PARIS: Le nouveau maire divers droite d'Avignon, Olivier Galzi, a estimé mardi que le drapeau palestinien n'avait pas sa place lors du festival de théâtre qui se tient chaque été dans sa ville, estimant que la culture devait "rassembler" et non "diviser".

"Le festival n'est pas là pour sortir le drapeau palestinien", a jugé sur France Inter l'ex-journaliste, regrettant que lors de l'édition de 2025 du festival, une des plus célèbres manifestations de théâtre au monde, les références à la défense de la cause palestinienne aient été trop présentes.

"J'ai été un peu choqué l'été dernier par une utilisation qui a pu être faite pour évoquer notamment de manière un petit peu trop poussée la question palestinienne", a-t-il déclaré.

"Il y a parfois à l'occasion du festival des voix qui s'expriment et des drapeaux qui sortent. La culture est quelque chose qui doit rassembler et ne doit pas diviser", a-t-il ajouté, précisant que "quand vous mettez cette question (de la cause palestinienne, NDLR) sur le devant de la scène, ça crée de la division".

En 2025, année où la langue arabe était à l'honneur, le festival avait été marqué par plusieurs actions de militants de la défense de la cause palestinienne.

Une tribune intitulée "Nouvelle déclaration d'Avignon" avait été signée par plus d’une centaine d’artistes du monde théâtral et publiée dans Télérama en juillet pour dénoncer "le massacre de masse en cours ayant déjà tué un nombre effroyable d’enfants".

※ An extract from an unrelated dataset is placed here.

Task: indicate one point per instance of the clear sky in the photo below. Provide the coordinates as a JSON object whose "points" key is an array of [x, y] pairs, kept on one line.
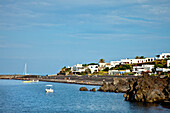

"Nous dénonçons la politique destructrice de l’État d'Israël. Nous appelons à la reconnaissance de l’État palestinien, à l'application des sanctions prévues par le droit international, à la suspension de l'accord d'association UE-Israël, et à l'arrêt de la criminalisation des prises de parole et des associations soutenant la cause palestinienne", avaient plaidé ces acteurs de la culture dont le chorégraphe et danseur Radouan Mriziga, Olivier Py, ex-directeur du Festival d’Avignon (2013-2022) et actuel directeur du Théâtre du Châtelet à Paris, l'écrivain Édouard Louis ou encore l'actuel directeur du festival d'Avignon Tiago Rodrigues.

Ce dernier avait également été présent à la lecture de cet appel, sans toutefois prendre la parole, sur la place du Palais des Papes où plusieurs drapeaux palestiniens avaient été déployés.

Le budget du festival est d'environ 16 millions d'euros, parmi lesquels figurent quelque deux millions de subventions partagés environ à parts égales entre la ville et la métropole d'Avignon, dont Olivier Galzi est également à la tête.

Quarante-sept spectacles (près de 300 représentations), dont 30 créations, sont au menu de la 80e édition de ce grand rendez-vous du théâtre international qui se tiendra du 4 au 25 juillet et mettra à l'honneur la Corée du Sud.